I’ve been thinking about DJT and wondering about his upbringing under Fred Sr’s household. My opinion of Donald agrees with all the mental health specialists who wrote that letter in 2017 stating he has serious multiple psychological issues and is dangerously unfit for the Presidency. His niece Mary is a Psychologist and a witness unlike any ordinary critic, and the fact that he ripped her off doesn’t diminish her experiences as reported in her recent book.
I looked into some things written about Norman Vincent Peale by psychiatrists and religious leaders at the time Trump was growing up. I know Fred took his children to Peale’s church in NYC, Donald and Ivana we’re also married there. Trump was raised on the tenets of Peale’s book, ‘The Power of Positive Thinking.’ His father was a ruthless businessman who had zero scruples, according to everything I’ve read.
The following notes are from Wikipedia and I don’t imply they’re right or wrong, but they do comport to some of what Mary Trump’s book said about the house of Fred, her grandfather.

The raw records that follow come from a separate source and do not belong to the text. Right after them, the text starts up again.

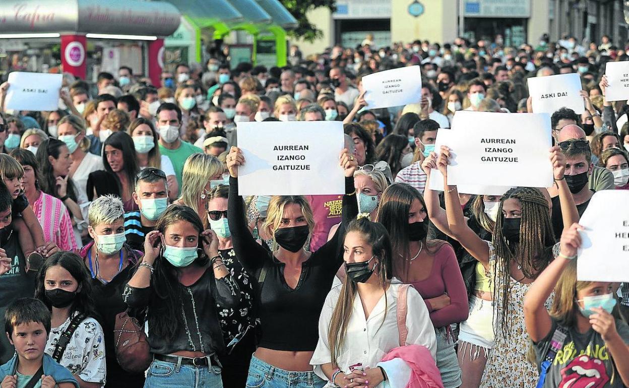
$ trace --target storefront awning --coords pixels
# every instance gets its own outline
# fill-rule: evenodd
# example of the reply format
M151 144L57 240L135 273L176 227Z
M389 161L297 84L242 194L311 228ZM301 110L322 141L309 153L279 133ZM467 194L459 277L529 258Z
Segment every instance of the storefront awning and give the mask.
M116 34L167 36L181 14L165 1L3 0L0 34Z
M256 1L267 13L271 16L273 18L273 24L284 30L291 30L297 27L297 19L278 0L256 0Z
M198 27L203 28L217 23L228 26L245 21L242 14L226 0L168 0L182 14Z

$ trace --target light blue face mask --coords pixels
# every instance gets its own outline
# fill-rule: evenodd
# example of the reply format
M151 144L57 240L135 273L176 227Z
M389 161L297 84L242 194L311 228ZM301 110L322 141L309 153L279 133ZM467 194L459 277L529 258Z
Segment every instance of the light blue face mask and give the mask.
M19 135L16 133L9 133L4 140L4 147L8 148L16 148L19 147Z
M159 218L168 207L168 198L140 199L140 203L142 205L142 208L140 209L142 215L151 221L155 221Z
M431 152L435 152L435 145L434 144L425 144L424 145L424 157L428 157L430 155Z
M611 314L614 306L616 306L616 298L614 297L613 294L584 296L582 299L577 301L583 302L583 307L579 306L579 309L583 316L586 318L589 318L593 314L596 314L596 311L593 309L595 308L602 308L603 309Z
M179 247L167 245L163 241L162 243L164 246L162 256L177 268L187 267L198 257L196 247L179 248Z
M362 192L358 193L358 208L360 213L368 213L376 210L378 207L378 196L368 196Z
M231 235L231 232L230 231L230 225L227 223L227 219L225 217L221 217L218 221L210 219L208 217L208 221L209 222L209 227L212 228L212 230L216 232L216 235L219 237L227 238Z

Dr. Albert Ellis' writings repeatedly warn the public not to follow the Peale message. Ellis contends the Peale approach is dangerous, distorted, unrealistic. He compares the black or white view of life that Peale teaches to a psychological disorder (borderline personality disorder), perhaps implying that dangerous mental habits which he sees in the disorder may be brought on by following the teaching. "In the long run [Peale's teachings] lead to failure and disillusionment, and not only boomerang back against people, but often prejudice them against effective therapy."
A 1955 article by psychiatrist R. C. Murphy, published in The Nation, titled "Think Right: Reverend Peale's Panacea".
(With saccharine terrorism, Mr. Peale refuses to allow his followers to hear, speak or see any evil. For him real human suffering does not exist; there is no such thing as murderous rage, suicidal despair, cruelty, lust, greed, mass poverty, or illiteracy. All these things he would dismiss as trivial mental processes which will evaporate if thoughts are simply turned into more cheerful channels. This attitude is so unpleasant it bears some search for its real meaning. It is clearly not a genuine denial of evil but rather a horror of it. A person turns his eyes away from human bestiality and the suffering it evokes only if he cannot stand to look at it. By doing so he affirms the evil to be absolute, he looks away only when he feels that nothing can be done about it ... The belief in pure evil, an area of experience beyond the possibility of help or redemption, is automatically a summons to action: 'evil' means 'that which must be attacked ... ' Between races for instance, this belief leads to prejudice. In child-rearing it drives parents into trying to obliterate rather than trying to nurture one or another area of the child's emerging personality ... In international relationships it leads to war. As soon as a religious authority endorses our capacity for hatred, either by refusing to recognize unpleasantness in the style of Mr Peale or in the more classical style of setting up a nice comfortable Satan to hate, it lulls our struggles for growth to a standstill ... Thus Mr Peale's book is not only inadequate for our needs but even undertakes to drown out the fragile inner voice which is the spur to inner growth)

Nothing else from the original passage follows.